Sunday, 26 September 2021 | Piyush Kamal

CBDCs based on transparency-enhancing blockchain are a promising way to achieve three objectives: liberating the payment system from rentiers, guaranteeing unprecedented transparency regarding how much money is plucked from the money tree, and democratising access to the tree’s fruit

The digital currency has so far managed to emerge as one of the strongest flavours within the current financial market. What makes digital currencies different from all their predecessors are the tremendous new functionalities they promise to offer. It’s the financial equivalent of the leap from postal service to email.

Money basically performs three functions. As a medium of exchange, it enables transactions that otherwise would require difficult bartering (as in trading chickens for a car).

As a unit of account, it allows one to know whether one has saved or not over the past year. And as a store of value, money enables current income to finance future purchases.

According to the IMF, the opportunity for Central Bank Digital Currencies (CBDC) depends solely on its ability to improve upon these three core functions of money.

Interestingly, the idea of CBDC is gaining support from the financial establishments such as the Bank for International Settlements, known as the central bank of central banks. These financial gatekeepers are embracing CBDC because they can see that if they do not someone else will.

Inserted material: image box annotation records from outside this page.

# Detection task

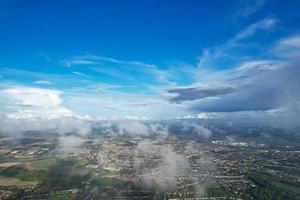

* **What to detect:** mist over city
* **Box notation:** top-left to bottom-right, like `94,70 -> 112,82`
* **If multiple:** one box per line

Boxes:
0,0 -> 300,200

A recent survey by the Bank for International Settlements indicates that 86 per cent of the central banks are actively researching digital currencies. And almost

60 per cent of banks are in the testing phase.

According to some estimates, a fifth of the global population will be exposed to a central-bank digital currency within three years. By 2027, some $24 trillion of assets around the world is expected to be in digital form.

Dollar & Changing Financial Landscape

Though the US dollar remains the world’s dominant reserve currency, the downward trend in the global reserves of the US dollar to a 25-year record low of 59 per cent has managed to stump many.

Some cite a combination of nations shifting away from the USD and the rising status of competing currencies like the euro, the Japanese yen, and the Chinese yuan as factors in the USD’s slump. But others are of the opinion that the hegemony of the US dollar doesn’t seem to be under any threat in the near future.

Russia and China have both stepped away from an uncertain and politically entangled US dollar in recent years, with the Central Bank of Russia (CBR) ditching over US$101 billion in dollar-denominated reserves in early 2019. China on its part has loosened its grip on US government securities, with a reported 20 per cent decrease in these holdings over roughly seven years, according to US Treasury Department data.

Digital currency based on blockchain looks promising

Controversy about the benefits and drawbacks of CBDCs notwithstanding, governments around the world are increasingly exploring, researching, or testing the implementation of digital, programmable fiat. All eight central banks of the top currencies from the IMF report are either considering, researching, or actively developing a CBDC.

CBDCs based on transparency-enhancing blockchain are a promising way to achieve three objectives: liberating the payments’ system from rentiers, guaranteeing unprecedented transparency regarding how much money is plucked from the money tree, and democratising access to the tree’s fruit.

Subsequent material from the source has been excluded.